Ответил ему коринфянин:
– А вы не жаловались правителю? Для римлянина он совсем не плох. Дары не помешают, но он пришлет отряд, а то и предпримет карательную экспедицию. Собственно говоря, я с ним знаком. И намекну ему. В конце-то концов он все время ворчит, что его воинам здесь, в Пелопоннесе, приходится сидеть сложа руки.
Ионид сделал гримасу:
– Римские легионеры?
– Не вижу ничего дурного в том, чтобы использовать людей согласно их жребию.
– Ты хочешь сказать, мой благородный господин, что римляне умеют сражаться, тогда как эллины и даже македонцы – нет?

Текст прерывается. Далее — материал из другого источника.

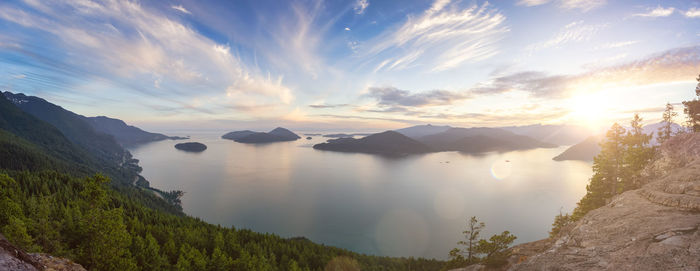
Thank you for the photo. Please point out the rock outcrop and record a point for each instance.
(14, 258)
(655, 227)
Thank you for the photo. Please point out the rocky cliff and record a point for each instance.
(651, 228)
(14, 258)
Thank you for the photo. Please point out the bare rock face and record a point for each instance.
(655, 227)
(14, 258)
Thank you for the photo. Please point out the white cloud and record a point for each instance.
(618, 44)
(692, 13)
(360, 6)
(440, 39)
(657, 12)
(181, 9)
(570, 33)
(532, 3)
(583, 5)
(185, 64)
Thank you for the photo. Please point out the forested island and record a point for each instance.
(71, 192)
(191, 147)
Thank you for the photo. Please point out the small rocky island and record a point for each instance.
(191, 147)
(278, 134)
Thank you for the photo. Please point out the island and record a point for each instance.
(278, 134)
(191, 147)
(386, 143)
(584, 151)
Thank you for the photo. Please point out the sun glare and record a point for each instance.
(590, 109)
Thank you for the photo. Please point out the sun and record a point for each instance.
(590, 109)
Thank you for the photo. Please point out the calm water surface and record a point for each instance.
(411, 206)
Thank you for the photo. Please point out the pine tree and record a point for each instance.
(637, 155)
(496, 249)
(607, 172)
(692, 110)
(666, 130)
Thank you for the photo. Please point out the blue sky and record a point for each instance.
(361, 64)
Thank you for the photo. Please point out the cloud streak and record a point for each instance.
(656, 12)
(674, 65)
(391, 96)
(442, 38)
(148, 53)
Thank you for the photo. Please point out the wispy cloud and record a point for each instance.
(391, 96)
(618, 44)
(532, 3)
(583, 5)
(360, 6)
(325, 106)
(573, 32)
(670, 66)
(656, 12)
(441, 38)
(147, 53)
(180, 8)
(692, 13)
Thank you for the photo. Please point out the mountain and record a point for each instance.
(655, 227)
(387, 143)
(108, 156)
(28, 143)
(584, 151)
(126, 135)
(653, 129)
(284, 134)
(589, 148)
(235, 135)
(480, 140)
(554, 134)
(278, 134)
(419, 131)
(191, 147)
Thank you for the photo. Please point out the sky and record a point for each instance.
(360, 64)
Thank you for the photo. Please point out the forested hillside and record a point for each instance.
(54, 200)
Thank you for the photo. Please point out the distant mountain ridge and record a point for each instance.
(474, 140)
(419, 131)
(429, 138)
(583, 151)
(555, 134)
(278, 134)
(125, 134)
(387, 143)
(589, 148)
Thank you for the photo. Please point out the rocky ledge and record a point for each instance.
(14, 258)
(655, 227)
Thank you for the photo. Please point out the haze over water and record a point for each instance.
(409, 206)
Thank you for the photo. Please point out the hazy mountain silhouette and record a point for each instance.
(555, 134)
(584, 151)
(589, 148)
(237, 134)
(387, 143)
(278, 134)
(481, 140)
(191, 146)
(126, 135)
(419, 131)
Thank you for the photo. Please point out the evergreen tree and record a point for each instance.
(666, 130)
(471, 236)
(496, 249)
(607, 171)
(692, 110)
(637, 154)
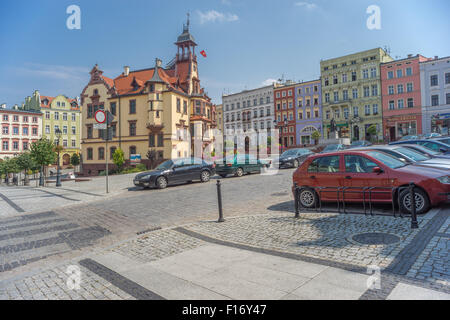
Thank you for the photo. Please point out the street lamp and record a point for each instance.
(58, 173)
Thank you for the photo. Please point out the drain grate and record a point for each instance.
(376, 238)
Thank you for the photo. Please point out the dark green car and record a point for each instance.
(239, 165)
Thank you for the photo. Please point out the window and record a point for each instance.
(112, 109)
(90, 154)
(391, 89)
(365, 74)
(409, 87)
(132, 106)
(391, 105)
(160, 140)
(132, 128)
(366, 91)
(435, 100)
(325, 164)
(101, 153)
(358, 164)
(374, 90)
(434, 80)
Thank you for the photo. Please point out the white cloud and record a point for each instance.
(268, 82)
(213, 16)
(307, 5)
(53, 71)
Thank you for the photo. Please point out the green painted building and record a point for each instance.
(351, 94)
(60, 113)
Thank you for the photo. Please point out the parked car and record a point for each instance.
(333, 147)
(174, 172)
(411, 156)
(294, 157)
(371, 168)
(359, 144)
(429, 143)
(424, 150)
(239, 165)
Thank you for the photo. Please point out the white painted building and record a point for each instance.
(19, 129)
(249, 109)
(435, 90)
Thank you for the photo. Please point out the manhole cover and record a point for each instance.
(375, 238)
(279, 194)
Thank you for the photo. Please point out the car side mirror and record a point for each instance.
(377, 170)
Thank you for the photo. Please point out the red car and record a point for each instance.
(358, 170)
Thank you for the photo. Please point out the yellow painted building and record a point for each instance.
(157, 111)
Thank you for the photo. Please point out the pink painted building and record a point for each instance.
(401, 97)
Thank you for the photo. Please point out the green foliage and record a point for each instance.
(25, 162)
(119, 159)
(43, 152)
(75, 159)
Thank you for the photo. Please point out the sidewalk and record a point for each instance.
(271, 256)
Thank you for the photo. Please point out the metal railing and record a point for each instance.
(367, 200)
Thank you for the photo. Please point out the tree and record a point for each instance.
(43, 153)
(316, 136)
(119, 159)
(25, 163)
(75, 159)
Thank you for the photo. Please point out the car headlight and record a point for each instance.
(444, 179)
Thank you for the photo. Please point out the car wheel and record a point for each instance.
(239, 172)
(205, 176)
(308, 198)
(421, 199)
(161, 183)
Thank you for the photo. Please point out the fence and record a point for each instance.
(367, 193)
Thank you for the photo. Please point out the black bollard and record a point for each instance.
(219, 199)
(412, 195)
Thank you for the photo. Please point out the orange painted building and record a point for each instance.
(401, 97)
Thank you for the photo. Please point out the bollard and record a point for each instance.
(412, 195)
(219, 199)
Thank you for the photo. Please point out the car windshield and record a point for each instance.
(165, 165)
(386, 159)
(416, 156)
(288, 153)
(331, 147)
(424, 149)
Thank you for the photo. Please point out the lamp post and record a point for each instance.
(58, 173)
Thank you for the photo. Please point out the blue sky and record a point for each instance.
(247, 41)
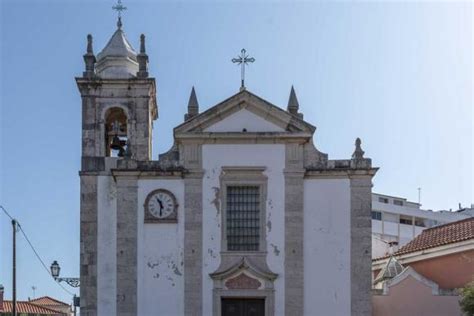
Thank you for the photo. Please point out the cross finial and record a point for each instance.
(119, 7)
(243, 59)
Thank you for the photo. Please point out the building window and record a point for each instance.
(383, 200)
(420, 222)
(407, 220)
(115, 132)
(398, 202)
(377, 215)
(243, 218)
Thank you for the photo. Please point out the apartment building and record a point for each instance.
(396, 221)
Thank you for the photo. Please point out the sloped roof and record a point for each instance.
(439, 236)
(118, 46)
(47, 300)
(24, 307)
(255, 103)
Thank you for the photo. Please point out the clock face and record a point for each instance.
(160, 204)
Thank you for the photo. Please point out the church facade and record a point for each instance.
(242, 216)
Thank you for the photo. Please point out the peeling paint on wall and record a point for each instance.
(276, 251)
(217, 200)
(269, 222)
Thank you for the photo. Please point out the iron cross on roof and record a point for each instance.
(119, 7)
(243, 59)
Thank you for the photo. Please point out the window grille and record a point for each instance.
(398, 202)
(243, 218)
(407, 220)
(377, 215)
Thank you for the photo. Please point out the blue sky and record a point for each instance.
(397, 74)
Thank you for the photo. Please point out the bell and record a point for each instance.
(116, 143)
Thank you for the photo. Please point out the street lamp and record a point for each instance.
(55, 269)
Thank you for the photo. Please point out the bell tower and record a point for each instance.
(118, 110)
(118, 101)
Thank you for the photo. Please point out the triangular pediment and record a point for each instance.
(245, 112)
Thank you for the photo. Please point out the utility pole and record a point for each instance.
(14, 223)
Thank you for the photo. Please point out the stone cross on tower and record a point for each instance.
(119, 7)
(243, 59)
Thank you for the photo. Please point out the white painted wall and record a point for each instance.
(106, 246)
(216, 156)
(327, 247)
(236, 122)
(160, 255)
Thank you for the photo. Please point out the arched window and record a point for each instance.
(115, 132)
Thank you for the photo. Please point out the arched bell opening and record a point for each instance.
(116, 132)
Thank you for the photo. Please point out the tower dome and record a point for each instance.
(118, 59)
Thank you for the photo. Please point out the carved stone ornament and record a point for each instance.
(243, 281)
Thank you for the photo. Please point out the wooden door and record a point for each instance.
(243, 307)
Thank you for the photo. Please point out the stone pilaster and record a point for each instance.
(361, 245)
(127, 212)
(88, 290)
(193, 244)
(294, 263)
(192, 160)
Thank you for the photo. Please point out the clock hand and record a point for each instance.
(161, 206)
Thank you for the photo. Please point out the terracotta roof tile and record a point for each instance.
(28, 308)
(438, 236)
(47, 300)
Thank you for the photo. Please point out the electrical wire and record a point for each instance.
(6, 212)
(34, 250)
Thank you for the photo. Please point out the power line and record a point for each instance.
(34, 250)
(6, 212)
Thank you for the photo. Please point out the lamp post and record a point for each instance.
(73, 282)
(55, 269)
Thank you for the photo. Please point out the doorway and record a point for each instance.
(243, 307)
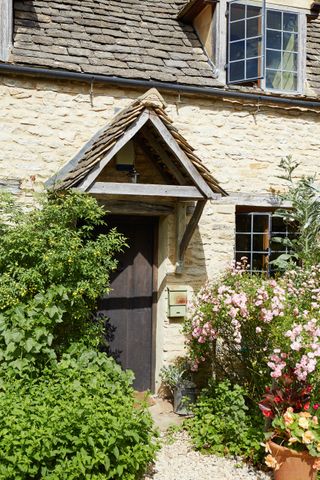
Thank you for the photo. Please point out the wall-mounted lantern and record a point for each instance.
(125, 158)
(177, 301)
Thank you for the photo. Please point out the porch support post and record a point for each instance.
(189, 231)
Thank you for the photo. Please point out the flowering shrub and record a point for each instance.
(256, 329)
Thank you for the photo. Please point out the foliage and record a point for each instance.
(67, 411)
(75, 421)
(297, 431)
(304, 196)
(247, 325)
(54, 266)
(176, 374)
(285, 392)
(222, 423)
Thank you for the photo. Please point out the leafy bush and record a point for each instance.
(67, 411)
(53, 269)
(76, 421)
(222, 424)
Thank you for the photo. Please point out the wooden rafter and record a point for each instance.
(165, 158)
(189, 231)
(181, 156)
(126, 137)
(145, 190)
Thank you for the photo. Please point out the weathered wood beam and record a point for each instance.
(146, 150)
(181, 156)
(192, 225)
(165, 158)
(126, 137)
(145, 190)
(137, 208)
(268, 200)
(6, 24)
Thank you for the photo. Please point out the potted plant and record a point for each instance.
(293, 446)
(177, 378)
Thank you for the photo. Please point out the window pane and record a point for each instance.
(290, 22)
(290, 42)
(240, 255)
(238, 11)
(274, 20)
(243, 242)
(273, 59)
(260, 242)
(253, 27)
(252, 68)
(253, 11)
(289, 81)
(253, 47)
(278, 246)
(260, 223)
(237, 31)
(237, 71)
(259, 261)
(290, 61)
(243, 223)
(273, 79)
(274, 39)
(237, 51)
(278, 224)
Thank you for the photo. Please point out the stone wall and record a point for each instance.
(43, 124)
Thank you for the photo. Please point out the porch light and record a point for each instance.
(125, 158)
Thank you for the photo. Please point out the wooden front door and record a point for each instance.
(129, 304)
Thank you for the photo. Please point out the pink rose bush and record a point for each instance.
(256, 330)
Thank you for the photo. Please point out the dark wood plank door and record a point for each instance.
(129, 305)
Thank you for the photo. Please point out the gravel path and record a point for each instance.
(177, 461)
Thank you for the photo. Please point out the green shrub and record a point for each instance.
(222, 423)
(53, 270)
(76, 421)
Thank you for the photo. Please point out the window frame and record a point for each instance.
(269, 233)
(302, 28)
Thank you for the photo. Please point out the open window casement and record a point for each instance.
(6, 16)
(246, 41)
(264, 45)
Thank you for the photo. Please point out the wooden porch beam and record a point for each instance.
(126, 137)
(181, 156)
(122, 207)
(147, 190)
(165, 158)
(189, 231)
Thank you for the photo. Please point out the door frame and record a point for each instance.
(155, 295)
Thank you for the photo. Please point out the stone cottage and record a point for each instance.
(175, 115)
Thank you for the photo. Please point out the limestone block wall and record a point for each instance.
(44, 123)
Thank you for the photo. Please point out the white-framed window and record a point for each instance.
(265, 45)
(255, 231)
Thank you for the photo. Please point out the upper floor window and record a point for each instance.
(263, 46)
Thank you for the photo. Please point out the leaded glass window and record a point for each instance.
(263, 45)
(255, 232)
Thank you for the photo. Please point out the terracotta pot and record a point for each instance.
(293, 465)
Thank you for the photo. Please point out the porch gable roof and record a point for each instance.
(184, 165)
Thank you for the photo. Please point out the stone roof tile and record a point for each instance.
(100, 144)
(127, 38)
(124, 38)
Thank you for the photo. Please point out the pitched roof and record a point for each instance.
(101, 144)
(134, 39)
(128, 38)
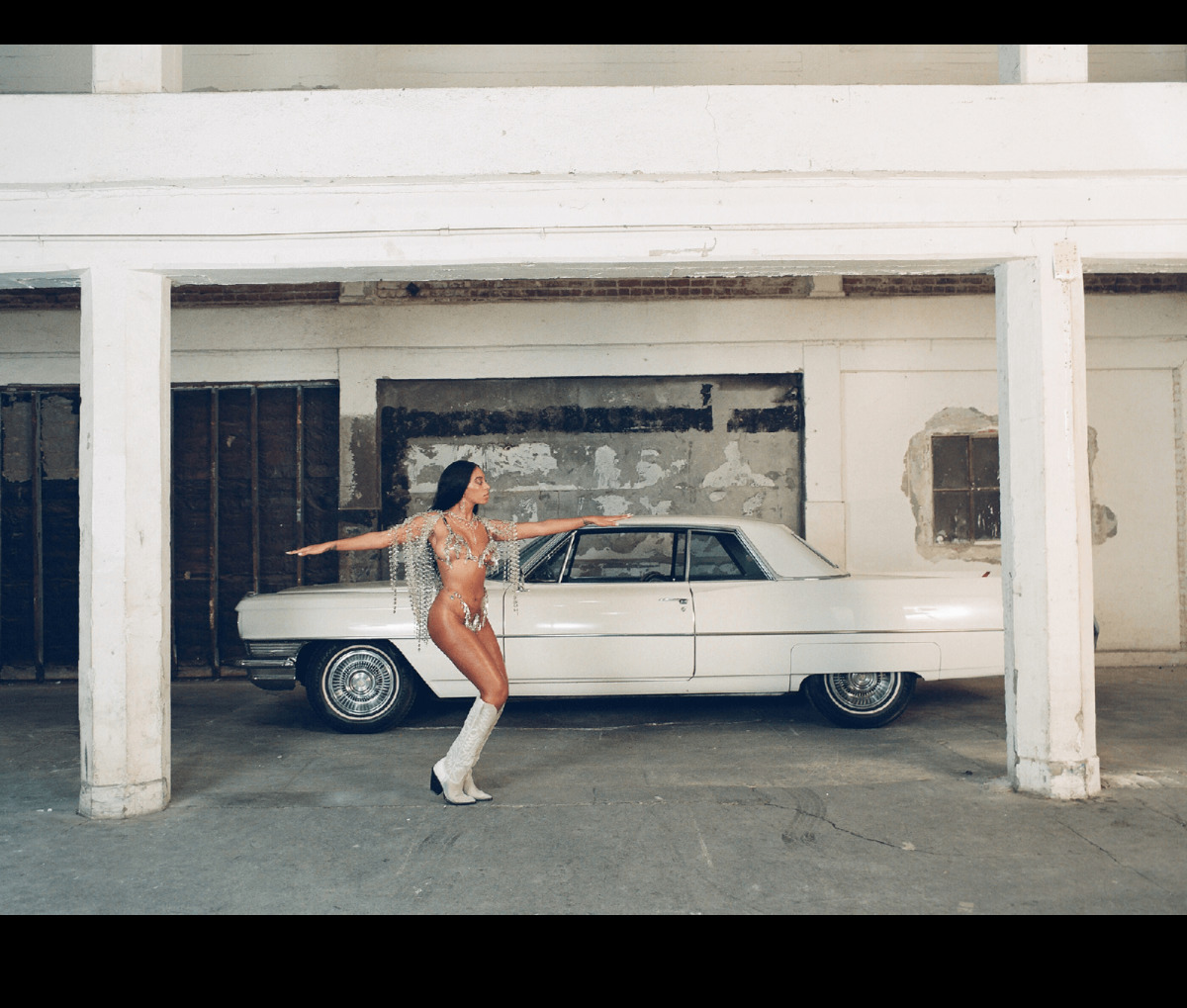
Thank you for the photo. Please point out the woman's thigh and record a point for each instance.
(475, 654)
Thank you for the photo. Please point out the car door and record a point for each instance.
(606, 605)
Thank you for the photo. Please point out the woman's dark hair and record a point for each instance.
(452, 484)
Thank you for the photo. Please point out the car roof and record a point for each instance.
(784, 552)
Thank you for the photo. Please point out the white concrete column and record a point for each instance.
(124, 605)
(1043, 64)
(1046, 528)
(136, 69)
(824, 494)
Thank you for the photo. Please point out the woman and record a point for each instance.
(448, 552)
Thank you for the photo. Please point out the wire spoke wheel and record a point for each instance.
(360, 687)
(861, 699)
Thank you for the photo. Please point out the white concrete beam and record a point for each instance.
(1043, 64)
(136, 69)
(124, 617)
(1046, 534)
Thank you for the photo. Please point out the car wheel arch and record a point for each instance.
(357, 686)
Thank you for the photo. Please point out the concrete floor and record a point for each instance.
(663, 805)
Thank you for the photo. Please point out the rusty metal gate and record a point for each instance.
(255, 472)
(39, 531)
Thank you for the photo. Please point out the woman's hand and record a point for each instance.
(313, 551)
(604, 520)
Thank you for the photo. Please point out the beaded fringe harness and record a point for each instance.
(420, 570)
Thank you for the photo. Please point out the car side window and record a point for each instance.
(627, 555)
(721, 556)
(547, 571)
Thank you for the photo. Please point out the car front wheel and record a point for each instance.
(861, 699)
(359, 687)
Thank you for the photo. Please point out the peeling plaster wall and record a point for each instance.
(725, 444)
(896, 362)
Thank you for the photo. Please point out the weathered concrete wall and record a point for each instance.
(68, 68)
(724, 444)
(894, 365)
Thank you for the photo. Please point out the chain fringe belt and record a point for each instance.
(474, 621)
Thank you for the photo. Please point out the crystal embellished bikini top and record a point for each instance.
(420, 561)
(457, 547)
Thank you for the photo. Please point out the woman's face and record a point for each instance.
(479, 491)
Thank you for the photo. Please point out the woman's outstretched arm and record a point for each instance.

– В конечном счете так и есть. Я реалист. Как всякий, кто ведет обширные дела. Жрецам и земельной аристократии, конечно, удобнее поклоняться старым богам и позволять другим трудиться на себя, но деловые предприятия – другое дело. Когда ты сказал «римские легионеры» таким поганым тоном – прошу у вас прощения, госпожи, – то позволил себе выходку, которая в делах обошлась бы тебе в целое состояние. Вы, греки…
– А ты разве не грек?
– Неужели не заметно по моему выговору? Я финикиец. Нет, вы, греки, способны на великую храбрость, но главным образом когда деретесь друг с другом.
Аристомах побагровел. Возможно, вырвалось наружу его имя.
– Не уверен, что твои мнения столь же желанны, как твое присутствие.
Настал мой черед.
– Но расскажи нам про римлян. Мы здесь видим их так редко, и, конечно, они приезжают как просители. Почему они так хороши в сражениях?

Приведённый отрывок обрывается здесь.